Crescimento com combate à pobreza e distribuição de renda

A execução das metas econômicas será acompanhada por um esforço para garantir crescimento inclusivo. O plano prevê reduzir a pobreza multidimensional para menos de 1% da população até 2030 e aumentar a renda média per capita, promovendo maior igualdade social e assegurando distribuição mais equilibrada dos ganhos econômicos. Outro objetivo é o de ampliar a cobertura de seguro-saúde para mais de 95% dos vietnamitas.

Em termos de indicadores, o país já apresenta avanços: em 2023, o Índice de Desenvolvimento Humano (IDH) alcançou 0,766, com expectativa de chegar a 0,78 até 2030. Entre 2021 e 2025, a pobreza multidimensional caiu de 4,4% para cerca de 1,3%, resultado de políticas sociais eficazes, incluindo programas de assistência, seguro-saúde universal e iniciativas de habitação acessível.

O fortalecimento do setor privado e das pequenas e médias empresas foi destacado como motor de geração de empregos, enquanto investimentos em educação e qualificação profissional visam ampliar a participação da população nas oportunidades criadas pelo crescimento econômico. A combinação dessas políticas busca reduzir desigualdades, ampliar o acesso a serviços básicos e elevar a qualidade de vida da população.

Crescimento verde e futuro sustentável

O desenvolvimento sustentável também foi um dos temas, integrando crescimento econômico a políticas ambientais robustas. Entre as prioridades definidas estão a neutralidade de carbono até 2050, expansão de energias renováveis, incluindo solar, eólica e hidrelétrica, e a redução gradual da dependência de combustíveis fósseis. Há também o plano de reflorestar milhões de hectares de áreas degradadas e investir em tecnologias verdes para aumentar eficiência energética e reduzir emissões de gases de efeito estufa.
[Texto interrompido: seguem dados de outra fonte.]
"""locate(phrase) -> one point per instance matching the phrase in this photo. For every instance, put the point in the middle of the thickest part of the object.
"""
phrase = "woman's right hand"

O país busca industrialização e modernização econômica sem comprometer o meio ambiente, incorporando planejamento urbano sustentável, proteção de recursos hídricos e adaptação às mudanças climáticas, especialmente importante para um país vulnerável a inundações, tempestades e aumento do nível do mar.

Unidade comunista e inserção do Partido na sociedade

A eleição da nova direção partidária consolidou a unidade interna do Partido Comunista do Vietnã, elemento considerado essencial para estabilidade institucional e execução do planejamento de longo prazo. O Comitê Central, composto por 200 membros, incluindo 180 titulares e 20 suplentes, será responsável por conduzir o país até 2031. Logo após o encerramento, Tô Lam foi reconduzido ao cargo de Secretário-Geral, garantindo continuidade e estabilidade na direção política do país.

“A unidade interna é o alicerce que garante que nossas metas econômicas e sociais se tornem realidade”, afirmou Tô Lam.

A liderança também reforçou a importância da inserção do Partido na sociedade, guiando a vida social, econômica e cultural por meio de associações de base, sindicatos, cooperativas e movimentos comunitários, promovendo mobilização popular, educação política e participação cidadã em projetos nacionais. Segundo líderes como o presidente da Assembleia Nacional, Tran Thanh Man, e o secretário permanente do Secretariado, Tran Cam Tu, manter a coesão entre Estado, Partido e sociedade é crucial para implementar as metas de crescimento, inclusão social e sustentabilidade ambiental.

O Partido Comunista do Vietnã reafirmou que sua política externa segue os princípios de independência, soberania, multipolaridade e não alinhamento, buscando cooperação econômica e diplomática pragmática com parceiros globais como China, Estados Unidos e União Europeia, sem subordinação a alianças militares.

O país manteve e aprofundou relações tradicionais de amizade e solidariedade com países socialistas, em especial Cuba e Venezuela. Em 2025, durante o “Ano da Amizade Vietnã‑Cuba”, que marcou os 65 anos de relações diplomáticas, foi realizada uma ampla campanha de doações organizada pela Cruz Vermelha do Vietnã. A mobilização popular e institucional arrecadou mais de 600 bilhões de VND (cerca de US$ 23 milhões), destinados a apoiar necessidades básicas e infraestrutura em Cuba, reforçando a solidariedade histórica entre os dois países.